THE SUBSTANCE OF A DREAM

SCARCELY even for a passing glance did Elizabeth pause at the front door of the cottage although it stood open, as Miss Miranda had left it, with the lamp still burning cheerfully on her sewing table inside. Weary and breathless, she stumbled along the path, turned the corner of the house, and saw the brightly lighted workshop with its door also standing open to the warmth of the night. It was as she thought, the stranger was here, sitting on the high stool beside the table, talking volubly, thrusting forward his long-chinned, dark face and pounding on his knee to give emphasis to what he said. Mr. Reynolds sat opposite in the one arm chair the place afforded, looking white and frail and old in contrast to his visitor, very quiet, and listening with earnest attention. Like an image of carved ebony, Dick sat immovable on one of the posts of the back of the chair. The green-shaded light, with its brilliant, narrow circle of illumination, showed nothing else clearly, but gave only faint vision of wheels and pulleys, of shining glints that sparkled back from polished steel or ruddy copper, while through the whole room droned the slow song of turning wheels.

There was a step on the flagstones behind Elizabeth just before she mounted the doorstep. As she had hoped, David had followed her. Both men glanced up as the boy and girl entered, but there was no pause in the talk, since any new presence seemed to make no impression on the tenseness of the scene. Even Dick scarcely turned his head as he sat like some brooding spirit above his master.

"Can't you stop those infernal wheels?" Donald Reynolds said, as they came in. "I cannot hear my own voice with them grinding away in my ears."

"David!" said the older man in tone of request.

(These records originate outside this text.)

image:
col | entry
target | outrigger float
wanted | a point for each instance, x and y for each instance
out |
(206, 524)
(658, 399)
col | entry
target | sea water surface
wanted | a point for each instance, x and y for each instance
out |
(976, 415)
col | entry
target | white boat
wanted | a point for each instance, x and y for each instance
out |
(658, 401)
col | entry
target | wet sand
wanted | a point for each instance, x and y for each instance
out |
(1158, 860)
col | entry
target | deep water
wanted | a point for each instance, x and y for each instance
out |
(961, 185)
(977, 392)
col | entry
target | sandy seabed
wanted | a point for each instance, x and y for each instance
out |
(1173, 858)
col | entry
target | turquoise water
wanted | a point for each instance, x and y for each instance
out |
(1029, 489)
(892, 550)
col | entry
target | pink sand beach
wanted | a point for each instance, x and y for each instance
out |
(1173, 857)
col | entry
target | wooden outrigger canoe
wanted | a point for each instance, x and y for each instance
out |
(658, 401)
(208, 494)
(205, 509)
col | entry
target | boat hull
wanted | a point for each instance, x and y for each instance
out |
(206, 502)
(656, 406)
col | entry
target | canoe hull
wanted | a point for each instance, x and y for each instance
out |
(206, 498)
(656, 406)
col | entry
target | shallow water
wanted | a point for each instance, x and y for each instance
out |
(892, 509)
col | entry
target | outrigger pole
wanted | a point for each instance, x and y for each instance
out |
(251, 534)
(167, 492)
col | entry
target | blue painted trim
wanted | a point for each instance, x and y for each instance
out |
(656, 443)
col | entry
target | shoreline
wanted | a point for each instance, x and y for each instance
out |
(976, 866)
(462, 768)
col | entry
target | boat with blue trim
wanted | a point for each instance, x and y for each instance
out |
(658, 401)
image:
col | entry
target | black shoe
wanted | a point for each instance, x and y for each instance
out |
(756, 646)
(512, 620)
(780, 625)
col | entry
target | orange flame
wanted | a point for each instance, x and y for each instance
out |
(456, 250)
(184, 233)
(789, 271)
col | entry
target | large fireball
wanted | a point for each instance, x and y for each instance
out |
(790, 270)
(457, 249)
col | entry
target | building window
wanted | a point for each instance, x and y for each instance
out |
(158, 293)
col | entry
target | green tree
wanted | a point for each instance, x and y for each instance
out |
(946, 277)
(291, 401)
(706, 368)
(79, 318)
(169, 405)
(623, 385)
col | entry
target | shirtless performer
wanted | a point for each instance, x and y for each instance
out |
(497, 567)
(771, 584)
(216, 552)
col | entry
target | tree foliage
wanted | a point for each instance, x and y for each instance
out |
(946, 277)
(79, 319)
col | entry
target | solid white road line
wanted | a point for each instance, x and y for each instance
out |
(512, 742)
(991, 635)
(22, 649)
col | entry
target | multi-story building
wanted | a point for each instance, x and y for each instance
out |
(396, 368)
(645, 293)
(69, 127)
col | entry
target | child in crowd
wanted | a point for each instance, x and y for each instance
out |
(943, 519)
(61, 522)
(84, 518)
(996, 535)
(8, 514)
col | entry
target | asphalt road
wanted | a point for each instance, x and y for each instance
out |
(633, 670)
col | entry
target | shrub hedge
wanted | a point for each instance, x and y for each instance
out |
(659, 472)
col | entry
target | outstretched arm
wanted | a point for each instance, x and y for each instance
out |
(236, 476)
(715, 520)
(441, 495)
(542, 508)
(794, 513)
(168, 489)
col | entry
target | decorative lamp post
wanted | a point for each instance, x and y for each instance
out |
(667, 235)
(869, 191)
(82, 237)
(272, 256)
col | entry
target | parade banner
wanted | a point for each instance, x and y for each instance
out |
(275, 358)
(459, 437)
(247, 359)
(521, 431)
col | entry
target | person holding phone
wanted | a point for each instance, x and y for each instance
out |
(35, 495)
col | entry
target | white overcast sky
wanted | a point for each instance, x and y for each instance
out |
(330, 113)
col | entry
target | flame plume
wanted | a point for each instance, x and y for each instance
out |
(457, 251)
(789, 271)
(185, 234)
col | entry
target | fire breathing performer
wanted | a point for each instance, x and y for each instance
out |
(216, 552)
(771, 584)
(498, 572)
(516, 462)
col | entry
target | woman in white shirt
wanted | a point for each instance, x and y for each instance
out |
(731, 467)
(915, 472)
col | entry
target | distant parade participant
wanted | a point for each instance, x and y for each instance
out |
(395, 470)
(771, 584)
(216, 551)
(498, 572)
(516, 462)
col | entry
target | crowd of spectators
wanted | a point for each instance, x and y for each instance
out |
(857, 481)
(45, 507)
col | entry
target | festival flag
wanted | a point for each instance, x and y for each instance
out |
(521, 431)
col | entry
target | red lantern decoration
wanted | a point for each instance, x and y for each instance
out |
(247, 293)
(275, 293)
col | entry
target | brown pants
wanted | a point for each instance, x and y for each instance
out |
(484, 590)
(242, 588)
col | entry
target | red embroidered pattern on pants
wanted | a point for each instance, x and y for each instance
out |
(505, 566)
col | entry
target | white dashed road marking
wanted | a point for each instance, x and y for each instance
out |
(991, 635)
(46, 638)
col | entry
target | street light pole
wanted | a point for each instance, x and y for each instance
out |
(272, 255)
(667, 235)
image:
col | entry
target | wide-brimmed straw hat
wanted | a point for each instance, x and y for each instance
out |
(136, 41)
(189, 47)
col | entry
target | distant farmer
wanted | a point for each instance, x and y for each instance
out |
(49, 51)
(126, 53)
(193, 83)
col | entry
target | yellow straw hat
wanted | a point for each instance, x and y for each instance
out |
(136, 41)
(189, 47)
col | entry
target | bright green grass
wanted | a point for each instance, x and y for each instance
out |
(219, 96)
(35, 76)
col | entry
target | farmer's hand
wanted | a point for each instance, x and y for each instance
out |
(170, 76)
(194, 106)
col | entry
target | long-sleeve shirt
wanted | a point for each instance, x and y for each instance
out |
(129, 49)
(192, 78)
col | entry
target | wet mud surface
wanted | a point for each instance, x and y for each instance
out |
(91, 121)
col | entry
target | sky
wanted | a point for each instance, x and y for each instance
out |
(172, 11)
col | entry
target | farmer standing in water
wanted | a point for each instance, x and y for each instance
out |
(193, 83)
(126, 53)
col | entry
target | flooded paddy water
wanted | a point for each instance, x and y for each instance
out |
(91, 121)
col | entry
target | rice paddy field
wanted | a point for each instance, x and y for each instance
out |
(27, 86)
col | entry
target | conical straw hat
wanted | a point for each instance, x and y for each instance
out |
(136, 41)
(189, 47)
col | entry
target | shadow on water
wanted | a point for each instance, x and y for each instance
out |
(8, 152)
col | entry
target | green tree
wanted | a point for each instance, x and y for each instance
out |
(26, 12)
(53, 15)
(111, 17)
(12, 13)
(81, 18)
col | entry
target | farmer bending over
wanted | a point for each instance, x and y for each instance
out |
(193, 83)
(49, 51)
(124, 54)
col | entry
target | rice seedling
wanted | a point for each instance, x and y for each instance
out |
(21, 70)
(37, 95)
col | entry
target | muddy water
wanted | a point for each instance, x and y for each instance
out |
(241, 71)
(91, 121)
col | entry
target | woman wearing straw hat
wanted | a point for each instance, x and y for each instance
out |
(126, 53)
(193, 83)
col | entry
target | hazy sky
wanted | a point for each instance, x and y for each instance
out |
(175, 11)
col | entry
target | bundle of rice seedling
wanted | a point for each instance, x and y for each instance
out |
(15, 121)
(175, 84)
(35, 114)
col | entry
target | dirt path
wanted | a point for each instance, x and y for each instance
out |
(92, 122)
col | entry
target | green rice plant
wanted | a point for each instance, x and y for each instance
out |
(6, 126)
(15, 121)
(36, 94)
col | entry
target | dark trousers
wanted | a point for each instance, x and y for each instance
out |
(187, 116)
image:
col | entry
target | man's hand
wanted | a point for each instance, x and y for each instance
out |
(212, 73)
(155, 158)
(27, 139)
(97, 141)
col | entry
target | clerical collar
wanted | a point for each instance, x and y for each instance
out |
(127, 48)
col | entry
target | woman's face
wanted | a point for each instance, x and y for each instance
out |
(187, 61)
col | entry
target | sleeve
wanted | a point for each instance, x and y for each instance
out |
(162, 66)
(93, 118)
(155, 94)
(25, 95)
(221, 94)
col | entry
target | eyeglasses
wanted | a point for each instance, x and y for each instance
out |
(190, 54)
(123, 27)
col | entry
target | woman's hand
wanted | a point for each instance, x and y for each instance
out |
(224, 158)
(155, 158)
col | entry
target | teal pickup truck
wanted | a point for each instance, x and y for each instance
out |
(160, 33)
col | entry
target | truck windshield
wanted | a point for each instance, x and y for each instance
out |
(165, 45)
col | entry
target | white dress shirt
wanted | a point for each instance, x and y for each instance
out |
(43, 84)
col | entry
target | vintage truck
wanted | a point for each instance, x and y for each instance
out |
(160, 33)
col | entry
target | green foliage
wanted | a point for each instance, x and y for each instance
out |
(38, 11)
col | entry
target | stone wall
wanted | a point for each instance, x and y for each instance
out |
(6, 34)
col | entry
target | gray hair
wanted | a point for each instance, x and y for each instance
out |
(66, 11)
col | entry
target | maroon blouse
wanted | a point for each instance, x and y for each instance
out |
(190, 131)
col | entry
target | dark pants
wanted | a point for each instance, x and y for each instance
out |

With quick obedience, David stepped to the end of the room, pulled a lever, jerked a protesting, crackling switch and brought the whirring song to an end. Without the familiar sound the place seemed uncannily silent as Donald went on talking. To the presence of David and Betsey he gave no heed, having apparently but one thought, to speak the words he had come to say before Miss Miranda should return.

"So I made up my mind that you should be told what a great wrong you are doing Miranda," he resumed. "For ten years you have spent time and money on this worthless piece of work, pottering and tinkering and pretending that you really hoped to accomplish something in the end."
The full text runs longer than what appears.